Houston’s research team invented a special ink to draw sensors directly on the skin with very high signal accuracy and adaptability
Wearable medical devices allow easy remote monitoring of patient parameters. Heart rate, temperature and sweat values, among many others, are a direct indication of a person’s state of health. The problem is that the accuracy of the sensors is often not high enough, especially in the case of adhesive skin sensors. The elasticity of the fabric deforms the sensor and creates a background noise in the signal, reducing the quality of the data transmitted.
A research team at the University of Houston, led by professor of mechanical engineering Cunjiang Yu, invented a new type of sensors that are created directly on the skin. The results of the research were published in the journal Nature Communications. The sensor is built directly on the patient’s skin using special pens and inks. The ink, containing a conductor, a semiconductor and a dielectric, comes out liquid but dries quickly, just like a normal pen.

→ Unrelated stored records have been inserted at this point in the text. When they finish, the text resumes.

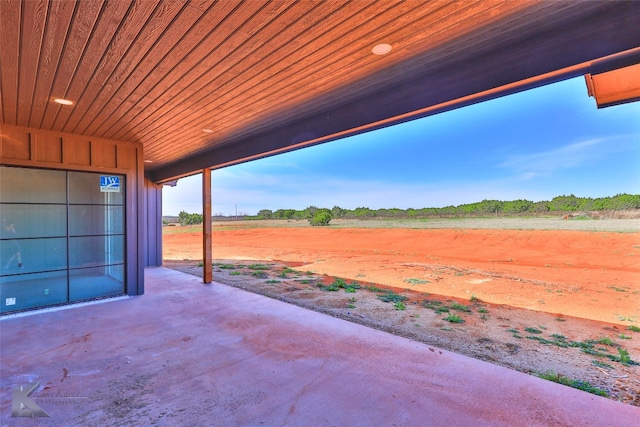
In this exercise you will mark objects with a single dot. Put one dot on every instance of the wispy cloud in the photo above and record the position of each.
(545, 162)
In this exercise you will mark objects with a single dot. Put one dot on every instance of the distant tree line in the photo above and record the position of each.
(185, 218)
(569, 203)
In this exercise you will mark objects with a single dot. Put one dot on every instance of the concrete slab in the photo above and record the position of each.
(192, 354)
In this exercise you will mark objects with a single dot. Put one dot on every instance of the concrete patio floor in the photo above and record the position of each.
(212, 355)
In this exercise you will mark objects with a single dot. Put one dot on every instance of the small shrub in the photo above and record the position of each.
(454, 318)
(579, 384)
(414, 281)
(391, 296)
(321, 217)
(459, 307)
(258, 267)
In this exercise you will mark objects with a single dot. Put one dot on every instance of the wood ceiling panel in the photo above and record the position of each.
(274, 75)
(103, 53)
(80, 34)
(346, 67)
(34, 20)
(10, 12)
(153, 33)
(60, 14)
(221, 68)
(243, 29)
(168, 51)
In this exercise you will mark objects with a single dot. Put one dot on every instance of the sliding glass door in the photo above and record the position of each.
(61, 237)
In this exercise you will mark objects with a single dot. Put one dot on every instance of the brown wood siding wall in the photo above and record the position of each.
(55, 150)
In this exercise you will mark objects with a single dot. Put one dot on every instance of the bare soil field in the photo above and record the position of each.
(535, 300)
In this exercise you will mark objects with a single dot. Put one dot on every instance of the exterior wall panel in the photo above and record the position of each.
(36, 148)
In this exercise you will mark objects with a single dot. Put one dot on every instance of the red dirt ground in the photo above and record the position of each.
(592, 275)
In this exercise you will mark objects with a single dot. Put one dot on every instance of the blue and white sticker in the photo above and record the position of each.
(109, 184)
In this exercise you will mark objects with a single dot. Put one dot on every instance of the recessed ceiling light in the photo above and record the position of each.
(381, 49)
(63, 101)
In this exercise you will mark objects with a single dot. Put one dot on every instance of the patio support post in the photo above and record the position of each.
(207, 250)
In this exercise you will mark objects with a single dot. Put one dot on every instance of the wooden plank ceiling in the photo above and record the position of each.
(263, 75)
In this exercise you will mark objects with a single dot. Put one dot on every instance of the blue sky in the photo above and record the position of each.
(533, 145)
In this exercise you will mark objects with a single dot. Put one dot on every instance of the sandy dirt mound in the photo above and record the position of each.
(593, 275)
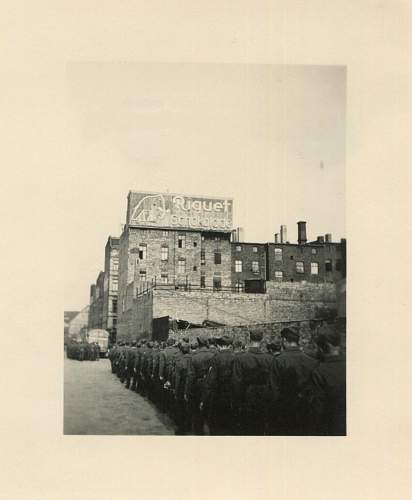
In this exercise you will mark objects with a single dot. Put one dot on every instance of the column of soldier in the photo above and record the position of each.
(223, 387)
(83, 351)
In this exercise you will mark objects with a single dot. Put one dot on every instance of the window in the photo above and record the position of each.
(181, 266)
(217, 283)
(300, 267)
(278, 254)
(142, 252)
(255, 266)
(181, 240)
(164, 253)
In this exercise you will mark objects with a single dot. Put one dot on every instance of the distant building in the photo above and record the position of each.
(111, 287)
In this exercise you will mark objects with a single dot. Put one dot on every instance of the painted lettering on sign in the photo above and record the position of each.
(179, 211)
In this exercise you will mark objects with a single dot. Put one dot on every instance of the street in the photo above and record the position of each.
(96, 403)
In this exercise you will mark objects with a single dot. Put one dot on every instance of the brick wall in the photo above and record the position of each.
(283, 302)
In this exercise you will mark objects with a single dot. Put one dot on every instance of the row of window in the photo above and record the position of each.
(239, 249)
(239, 266)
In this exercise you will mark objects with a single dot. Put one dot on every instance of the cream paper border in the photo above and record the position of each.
(38, 39)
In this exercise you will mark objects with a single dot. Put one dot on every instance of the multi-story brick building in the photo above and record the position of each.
(111, 286)
(174, 241)
(319, 261)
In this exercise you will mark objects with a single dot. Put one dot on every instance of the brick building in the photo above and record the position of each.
(111, 286)
(175, 241)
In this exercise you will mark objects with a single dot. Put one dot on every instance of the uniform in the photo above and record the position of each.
(250, 388)
(327, 393)
(290, 373)
(218, 401)
(195, 389)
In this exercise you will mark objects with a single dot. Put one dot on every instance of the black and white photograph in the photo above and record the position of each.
(209, 295)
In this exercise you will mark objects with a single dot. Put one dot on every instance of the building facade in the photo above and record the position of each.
(173, 241)
(111, 287)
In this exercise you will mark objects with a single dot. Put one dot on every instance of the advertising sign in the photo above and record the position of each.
(178, 211)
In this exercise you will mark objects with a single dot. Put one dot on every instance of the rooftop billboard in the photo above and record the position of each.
(179, 211)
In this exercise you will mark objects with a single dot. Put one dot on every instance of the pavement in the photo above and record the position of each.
(96, 403)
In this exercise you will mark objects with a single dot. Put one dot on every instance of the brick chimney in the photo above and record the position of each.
(302, 233)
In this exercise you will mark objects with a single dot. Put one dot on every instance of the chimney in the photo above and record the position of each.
(302, 233)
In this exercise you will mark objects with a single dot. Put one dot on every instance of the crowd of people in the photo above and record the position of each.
(220, 386)
(83, 351)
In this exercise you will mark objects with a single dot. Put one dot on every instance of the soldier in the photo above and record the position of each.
(155, 373)
(290, 373)
(198, 369)
(81, 351)
(327, 388)
(97, 351)
(129, 363)
(218, 398)
(180, 374)
(165, 373)
(250, 379)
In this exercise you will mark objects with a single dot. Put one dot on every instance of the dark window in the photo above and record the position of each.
(181, 241)
(300, 267)
(217, 283)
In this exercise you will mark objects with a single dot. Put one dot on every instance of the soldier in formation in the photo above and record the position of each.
(225, 387)
(83, 351)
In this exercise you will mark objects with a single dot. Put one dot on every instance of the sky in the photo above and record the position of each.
(271, 137)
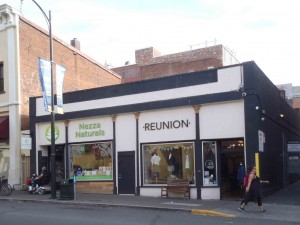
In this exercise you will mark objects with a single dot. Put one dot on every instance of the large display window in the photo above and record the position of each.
(168, 161)
(92, 161)
(209, 156)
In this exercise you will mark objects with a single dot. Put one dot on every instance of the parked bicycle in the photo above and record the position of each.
(5, 188)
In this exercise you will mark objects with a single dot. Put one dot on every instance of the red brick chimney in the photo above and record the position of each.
(75, 43)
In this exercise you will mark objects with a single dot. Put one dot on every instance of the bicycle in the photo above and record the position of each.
(5, 188)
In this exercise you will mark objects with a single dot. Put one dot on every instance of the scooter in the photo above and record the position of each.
(43, 189)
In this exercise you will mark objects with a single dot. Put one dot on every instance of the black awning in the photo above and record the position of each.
(4, 127)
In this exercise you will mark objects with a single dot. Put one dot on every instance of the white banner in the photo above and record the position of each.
(60, 73)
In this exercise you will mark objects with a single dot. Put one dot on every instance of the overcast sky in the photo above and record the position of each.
(267, 32)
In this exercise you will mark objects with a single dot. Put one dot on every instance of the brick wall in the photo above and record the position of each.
(151, 64)
(82, 72)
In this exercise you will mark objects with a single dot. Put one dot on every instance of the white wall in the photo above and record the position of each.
(175, 115)
(225, 120)
(126, 132)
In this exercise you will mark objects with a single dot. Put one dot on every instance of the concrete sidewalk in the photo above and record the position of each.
(282, 206)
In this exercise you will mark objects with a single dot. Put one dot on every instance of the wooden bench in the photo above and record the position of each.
(176, 186)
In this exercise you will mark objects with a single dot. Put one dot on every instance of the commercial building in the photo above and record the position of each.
(22, 42)
(131, 138)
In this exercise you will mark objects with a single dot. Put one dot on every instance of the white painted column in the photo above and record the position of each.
(13, 70)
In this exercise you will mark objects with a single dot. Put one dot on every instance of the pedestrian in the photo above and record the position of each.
(240, 175)
(253, 191)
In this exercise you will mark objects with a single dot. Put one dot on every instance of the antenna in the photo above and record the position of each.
(21, 4)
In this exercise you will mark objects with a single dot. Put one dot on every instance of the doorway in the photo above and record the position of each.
(59, 163)
(232, 154)
(126, 172)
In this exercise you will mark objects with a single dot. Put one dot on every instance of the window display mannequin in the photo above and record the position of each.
(155, 168)
(171, 164)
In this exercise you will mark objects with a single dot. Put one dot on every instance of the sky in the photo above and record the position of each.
(109, 31)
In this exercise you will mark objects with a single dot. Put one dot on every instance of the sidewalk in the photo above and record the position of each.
(282, 206)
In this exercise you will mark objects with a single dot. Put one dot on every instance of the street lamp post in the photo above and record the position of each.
(53, 154)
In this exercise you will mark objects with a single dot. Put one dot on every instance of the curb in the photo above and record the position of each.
(72, 202)
(211, 213)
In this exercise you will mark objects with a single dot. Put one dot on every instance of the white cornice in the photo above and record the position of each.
(7, 17)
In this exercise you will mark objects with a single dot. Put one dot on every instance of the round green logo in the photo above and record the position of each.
(48, 133)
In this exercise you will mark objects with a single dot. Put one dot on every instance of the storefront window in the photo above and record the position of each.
(209, 156)
(92, 161)
(168, 161)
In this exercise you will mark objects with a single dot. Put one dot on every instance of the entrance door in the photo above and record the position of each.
(232, 154)
(126, 173)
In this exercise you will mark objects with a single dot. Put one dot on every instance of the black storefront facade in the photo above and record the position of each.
(131, 138)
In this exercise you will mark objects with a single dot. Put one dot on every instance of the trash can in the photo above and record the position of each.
(67, 190)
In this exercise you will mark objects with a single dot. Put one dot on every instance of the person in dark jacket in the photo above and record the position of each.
(253, 191)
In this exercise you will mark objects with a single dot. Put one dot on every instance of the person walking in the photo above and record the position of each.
(253, 191)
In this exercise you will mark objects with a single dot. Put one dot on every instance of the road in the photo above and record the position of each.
(29, 213)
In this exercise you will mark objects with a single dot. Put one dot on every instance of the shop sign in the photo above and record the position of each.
(261, 140)
(89, 130)
(25, 142)
(164, 125)
(48, 133)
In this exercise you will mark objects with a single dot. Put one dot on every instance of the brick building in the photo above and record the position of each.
(22, 43)
(151, 64)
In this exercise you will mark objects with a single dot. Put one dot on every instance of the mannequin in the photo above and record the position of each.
(155, 162)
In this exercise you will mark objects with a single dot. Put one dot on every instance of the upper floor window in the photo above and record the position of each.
(1, 78)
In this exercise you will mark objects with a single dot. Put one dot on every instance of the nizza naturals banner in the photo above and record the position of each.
(60, 73)
(45, 79)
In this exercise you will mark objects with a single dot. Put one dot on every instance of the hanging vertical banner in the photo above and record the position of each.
(45, 79)
(60, 73)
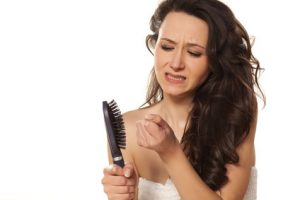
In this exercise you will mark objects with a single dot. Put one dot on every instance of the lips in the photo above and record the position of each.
(175, 78)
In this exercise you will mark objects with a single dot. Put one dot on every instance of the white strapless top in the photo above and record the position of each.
(149, 190)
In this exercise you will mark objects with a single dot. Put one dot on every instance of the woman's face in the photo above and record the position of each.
(181, 64)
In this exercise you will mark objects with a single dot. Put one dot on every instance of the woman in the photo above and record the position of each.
(195, 138)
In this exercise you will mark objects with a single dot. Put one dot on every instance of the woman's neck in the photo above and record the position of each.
(175, 111)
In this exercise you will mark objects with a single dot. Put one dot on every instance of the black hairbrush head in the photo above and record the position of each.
(115, 131)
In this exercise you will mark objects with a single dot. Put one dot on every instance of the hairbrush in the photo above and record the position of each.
(115, 131)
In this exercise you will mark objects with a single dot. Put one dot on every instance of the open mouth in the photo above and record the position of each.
(173, 77)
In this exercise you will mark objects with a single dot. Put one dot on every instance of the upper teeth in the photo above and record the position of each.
(176, 77)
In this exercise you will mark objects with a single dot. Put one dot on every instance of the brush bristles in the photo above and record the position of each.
(118, 124)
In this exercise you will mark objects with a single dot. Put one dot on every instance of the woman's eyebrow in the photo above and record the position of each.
(188, 44)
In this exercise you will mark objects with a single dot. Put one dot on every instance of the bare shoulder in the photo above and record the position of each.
(130, 118)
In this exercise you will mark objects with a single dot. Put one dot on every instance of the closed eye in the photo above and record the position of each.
(194, 54)
(167, 48)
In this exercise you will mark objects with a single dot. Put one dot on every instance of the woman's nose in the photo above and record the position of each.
(177, 61)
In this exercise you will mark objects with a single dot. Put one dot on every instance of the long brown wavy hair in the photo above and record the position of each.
(225, 105)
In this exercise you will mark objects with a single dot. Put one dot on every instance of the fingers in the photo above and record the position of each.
(156, 119)
(116, 185)
(127, 196)
(128, 170)
(119, 189)
(113, 170)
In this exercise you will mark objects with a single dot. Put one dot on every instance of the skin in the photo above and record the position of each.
(154, 133)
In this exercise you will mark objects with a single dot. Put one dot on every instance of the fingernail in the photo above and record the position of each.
(110, 166)
(149, 116)
(127, 173)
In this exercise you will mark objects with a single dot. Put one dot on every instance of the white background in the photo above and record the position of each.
(60, 59)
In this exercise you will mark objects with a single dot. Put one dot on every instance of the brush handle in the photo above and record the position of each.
(118, 161)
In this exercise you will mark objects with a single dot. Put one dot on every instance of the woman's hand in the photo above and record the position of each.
(154, 133)
(119, 183)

The resulting sensor is not affected by motion and provides very precise signals and data. The ease of application makes it perfect for medical reversals in emergency situations, such as during an environmental disaster or a war camp. The new technology is also very flexible and adapts to many different needs. The possibility to design the sensor allows you to customize it and collect specific information. The simplicity and low cost bodes well for its development and use in the not too distant future.